The propensity for heavy oil to emulsify is felt to be inversely related to the viscosity of its silicone oil component.11 Densiron contains 30.5% F6H8 and 69.5% 5000 mPAS Silicone oil by volume. Oxane-HD uses an oil-RMN3 mixture,14 whereas other oils use similar ratios to Densiron with 1000 mPAS silicone oil component substituted to aid injection.13 In some series, heavy oil emulsification has been reported to be low, with little or no clinical impact.11, 13, 14 However, Sandner and Engelmann12 reported emulsification of Densiron in seven out of 48 patients with pseudo-hypopyon formation in four patients. For this reason, they routinely performed anterior chamber irrigation upon Densiron removal.

Emulsification, when it does occur is likely to lead to partitioning of heavy oils into their component parts and increases the likelihood of oil-related problems, such as inflammation, keratopathy, and secondary glaucoma. In addition, separation of F6H8 may lead to retinal toxicity,10 further intraocular inflammation8 and subsequent ERM and CMO formation and this effect has clearly been shown. Five of our eight patients developed ERM, which warranted peeling. A further three of these also had CMO (Table 1) and three patients (1, 3, and 5) showed persistent emulsified Densiron following initial removal. Complete removal proved difficult, despite further vitreous cavity washouts. Patients 1 and 3 developed recurrent postoperative inflammation with retained Densiron and required IVT. Patient 5 had a good initial result, but developed subsequent ERM and CMO, with known emulsified oil in the eye. In addition, the second eye had vitrectomy surgery on the same day with gas tamponade and no similar late changes were noted. Functionally, the second eye with poorer prognosis did better. Our findings therefore appear to be a feature of Densiron emulsification. It should be noted that patients 1 and 4 developed fibrinous uveitis on day 1 postoperatively, associated with repair of inferior GRT. These patients had particularly aggressive ERM formation and thus brisk postoperative inflammation or GRT may be a confounding risk factor for complications associated with emulsification. Of the remaining 32 patients, four patients developed ERM of an insufficient degree to warrant peeling.
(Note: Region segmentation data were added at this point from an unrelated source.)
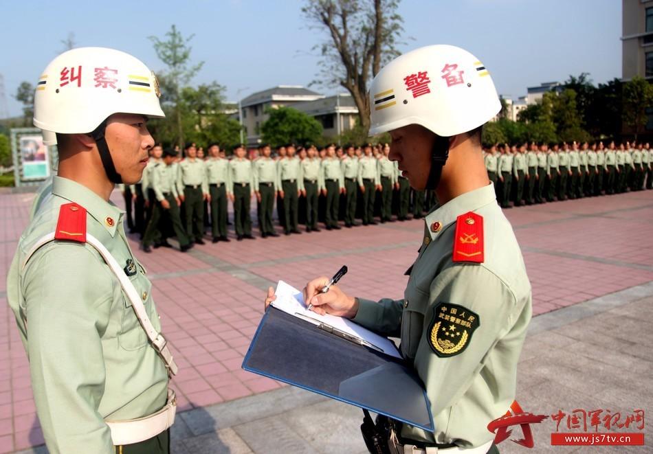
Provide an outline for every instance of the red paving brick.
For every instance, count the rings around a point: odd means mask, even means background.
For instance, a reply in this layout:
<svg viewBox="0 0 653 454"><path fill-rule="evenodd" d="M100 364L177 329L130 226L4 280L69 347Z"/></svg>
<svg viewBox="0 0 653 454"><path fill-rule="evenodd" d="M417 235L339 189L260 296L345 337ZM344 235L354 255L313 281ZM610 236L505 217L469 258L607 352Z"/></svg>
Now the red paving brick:
<svg viewBox="0 0 653 454"><path fill-rule="evenodd" d="M113 201L120 205L116 195ZM8 270L32 198L29 194L0 195L0 275ZM535 315L653 280L653 192L505 212L522 248ZM346 264L349 273L340 283L345 291L400 298L408 280L403 273L417 256L423 232L423 221L415 220L209 243L189 254L166 248L137 253L152 278L164 332L180 366L173 381L179 410L283 385L241 369L263 315L261 279L283 279L300 287ZM137 250L137 241L131 242ZM259 282L243 281L236 272ZM5 291L0 280L0 453L43 443L29 365Z"/></svg>

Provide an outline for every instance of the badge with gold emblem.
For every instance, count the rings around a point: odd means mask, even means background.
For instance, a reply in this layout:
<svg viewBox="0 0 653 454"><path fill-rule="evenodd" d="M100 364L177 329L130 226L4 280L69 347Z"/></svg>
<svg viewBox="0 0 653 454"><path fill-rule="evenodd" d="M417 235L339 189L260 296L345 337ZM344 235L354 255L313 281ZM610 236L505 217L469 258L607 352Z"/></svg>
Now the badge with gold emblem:
<svg viewBox="0 0 653 454"><path fill-rule="evenodd" d="M428 328L428 343L440 358L453 356L465 351L480 326L476 313L458 304L439 303Z"/></svg>

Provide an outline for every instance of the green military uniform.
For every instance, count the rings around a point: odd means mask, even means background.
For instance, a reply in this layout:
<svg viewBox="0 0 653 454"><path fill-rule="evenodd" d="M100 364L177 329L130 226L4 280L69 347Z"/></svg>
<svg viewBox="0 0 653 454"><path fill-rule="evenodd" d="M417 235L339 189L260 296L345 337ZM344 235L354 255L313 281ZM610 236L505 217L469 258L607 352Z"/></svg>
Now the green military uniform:
<svg viewBox="0 0 653 454"><path fill-rule="evenodd" d="M617 171L617 175L615 177L615 192L623 192L626 190L626 176L628 172L628 170L626 168L626 151L623 150L617 150L617 152L615 153L615 160L616 161L616 164L615 166L615 170Z"/></svg>
<svg viewBox="0 0 653 454"><path fill-rule="evenodd" d="M234 223L238 238L252 236L252 217L250 214L254 172L252 163L245 158L234 158L229 161L229 192L234 194Z"/></svg>
<svg viewBox="0 0 653 454"><path fill-rule="evenodd" d="M152 284L125 237L124 212L58 177L52 196L21 237L7 278L8 299L30 360L34 402L50 452L113 454L104 420L141 418L162 409L168 372L117 278L92 246L51 241L22 266L32 246L56 231L60 206L70 202L87 211L87 234L131 270L130 280L160 330Z"/></svg>
<svg viewBox="0 0 653 454"><path fill-rule="evenodd" d="M634 191L639 191L644 186L644 168L642 165L642 152L635 149L632 152L632 185L631 188Z"/></svg>
<svg viewBox="0 0 653 454"><path fill-rule="evenodd" d="M186 234L199 242L204 236L204 194L208 194L204 162L186 158L179 162L179 170L177 191L184 195Z"/></svg>
<svg viewBox="0 0 653 454"><path fill-rule="evenodd" d="M650 150L642 150L642 164L646 172L646 189L653 189L653 152Z"/></svg>
<svg viewBox="0 0 653 454"><path fill-rule="evenodd" d="M538 158L538 184L535 189L535 201L536 203L544 203L544 184L546 183L546 153L540 150L535 155Z"/></svg>
<svg viewBox="0 0 653 454"><path fill-rule="evenodd" d="M377 165L381 177L381 222L384 223L392 218L392 190L399 182L397 168L386 156L381 157Z"/></svg>
<svg viewBox="0 0 653 454"><path fill-rule="evenodd" d="M341 161L346 192L344 225L356 225L356 199L358 195L358 158L346 156Z"/></svg>
<svg viewBox="0 0 653 454"><path fill-rule="evenodd" d="M578 194L580 197L585 196L585 185L587 179L588 157L587 152L581 150L578 152L578 159L580 161L578 170L580 172L578 181Z"/></svg>
<svg viewBox="0 0 653 454"><path fill-rule="evenodd" d="M606 151L606 194L617 192L617 152L608 149Z"/></svg>
<svg viewBox="0 0 653 454"><path fill-rule="evenodd" d="M204 163L206 182L211 196L211 234L213 240L227 240L227 194L232 187L229 161L220 157L209 158Z"/></svg>
<svg viewBox="0 0 653 454"><path fill-rule="evenodd" d="M286 157L277 162L278 181L281 182L281 190L283 191L284 229L286 234L290 232L299 233L297 212L299 198L297 192L299 189L298 181L302 178L301 163L302 161L296 156Z"/></svg>
<svg viewBox="0 0 653 454"><path fill-rule="evenodd" d="M600 196L605 190L604 185L606 181L607 168L606 167L606 150L597 150L597 179L595 185L594 194Z"/></svg>
<svg viewBox="0 0 653 454"><path fill-rule="evenodd" d="M559 201L567 198L567 180L571 169L569 167L569 153L561 150L557 155L558 170L560 171L560 177L558 181L557 199Z"/></svg>
<svg viewBox="0 0 653 454"><path fill-rule="evenodd" d="M364 156L358 164L358 185L363 190L363 225L376 224L374 220L374 200L376 187L381 184L377 159Z"/></svg>
<svg viewBox="0 0 653 454"><path fill-rule="evenodd" d="M578 185L580 182L580 157L578 152L571 150L567 153L569 157L569 198L576 198L579 196Z"/></svg>
<svg viewBox="0 0 653 454"><path fill-rule="evenodd" d="M589 196L595 195L595 188L597 181L597 152L593 150L588 150L587 156L587 184L585 185L585 193Z"/></svg>
<svg viewBox="0 0 653 454"><path fill-rule="evenodd" d="M555 190L559 183L560 177L562 172L560 170L559 154L555 151L549 150L546 155L546 175L549 177L549 194L546 200L549 202L553 201L553 196L555 195Z"/></svg>
<svg viewBox="0 0 653 454"><path fill-rule="evenodd" d="M501 182L501 206L510 207L510 188L512 183L513 155L510 153L501 155L498 159L499 172L503 181Z"/></svg>
<svg viewBox="0 0 653 454"><path fill-rule="evenodd" d="M485 169L487 170L487 178L492 183L496 184L496 171L498 159L496 153L487 153L483 158L485 161Z"/></svg>
<svg viewBox="0 0 653 454"><path fill-rule="evenodd" d="M397 218L406 220L408 218L408 207L410 205L410 182L408 179L401 176L399 172L399 162L395 161L395 171L399 183L399 207Z"/></svg>
<svg viewBox="0 0 653 454"><path fill-rule="evenodd" d="M318 188L321 161L318 157L306 158L302 161L300 189L306 192L306 231L319 231L318 228Z"/></svg>
<svg viewBox="0 0 653 454"><path fill-rule="evenodd" d="M278 172L276 161L270 157L261 157L252 163L254 187L261 194L258 207L258 229L261 236L276 235L272 224L274 198L279 190Z"/></svg>
<svg viewBox="0 0 653 454"><path fill-rule="evenodd" d="M340 160L337 157L326 157L320 168L320 189L326 190L326 217L324 224L326 229L340 229L337 225L338 207L340 201L340 189L344 188L344 178L340 168Z"/></svg>
<svg viewBox="0 0 653 454"><path fill-rule="evenodd" d="M483 218L482 263L452 261L459 241L456 218L469 212ZM401 434L462 448L491 444L488 423L515 399L517 362L531 315L524 260L491 184L427 216L424 241L409 272L403 299L359 299L353 319L383 335L401 337L403 356L425 385L435 431L403 424Z"/></svg>
<svg viewBox="0 0 653 454"><path fill-rule="evenodd" d="M528 171L526 155L517 153L513 157L513 175L517 180L517 190L515 193L515 206L522 204L524 196L524 183L526 180L526 172Z"/></svg>
<svg viewBox="0 0 653 454"><path fill-rule="evenodd" d="M182 248L185 248L188 243L192 242L191 238L188 236L181 223L179 207L177 204L179 197L177 184L178 177L176 177L175 173L174 164L166 166L163 162L155 164L152 169L151 174L152 181L150 184L154 192L156 203L154 203L152 216L150 218L150 222L148 223L145 234L143 236L144 248L147 248L153 242L160 240L163 236L165 236L161 234L161 229L166 234L170 230L174 231L177 239L179 240L179 246ZM161 201L164 198L170 204L170 207L168 209L164 208L161 205Z"/></svg>
<svg viewBox="0 0 653 454"><path fill-rule="evenodd" d="M528 185L524 198L527 203L535 203L535 188L538 183L538 154L529 151L526 154L526 165L528 167Z"/></svg>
The importance of minimising contamination of silicone oils to maintain a high surface tension between silicone oil and fluid in the eye has been published previously.15 Interestingly, all 40 of our patients had perfluorodecaline intraoperative tamponade to assist retinal reattachment and direct perfluorodecaline to Densiron exchange. Infusion tubing was not changed and supplied Densiron glass syringes were used in all patients. The direct exchange manoeuvre may theoretically have increased the heavy liquid component of our final endotamponade and stimulated a propensity to emulsify. Sandner and Engelmann12 similarly used perfluorodecaline manipulation, but performed air or fluid exchange prior to Densiron insertion. They report similar rates of emulsification.

Recently, tamponade of primary inferior RDs using intraocular gases16, 17 or even air18, 19 alone has been advocated with good functional and anatomical outcomes. Twelve out of our 40 identified cases had Densiron insertion for primary RD with inferior breaks and no PVR. In these cases, Densiron was used for its inferior tamponade properties alone and it is likely that similar cases could be treated with simple tamponade agents, particularly where postural compliance is likely.

The results of the current limited study suggest that Densiron achieves excellent anatomical reattachment, but functional results are less satisfying. In the light of recent reports of successful functional outcomes for primary inferior RD repair using gases or air,16, 17, 18, 19 it would seem reasonable to reserve Densiron use for the more complex cases such as those with inferior PVR or trauma. Although Densiron fills a clinically important void in vitreous substitutution, further large-scale studies are necessary to determine the incidence of significant Densiron emulsification and its effects on clinical outcomes.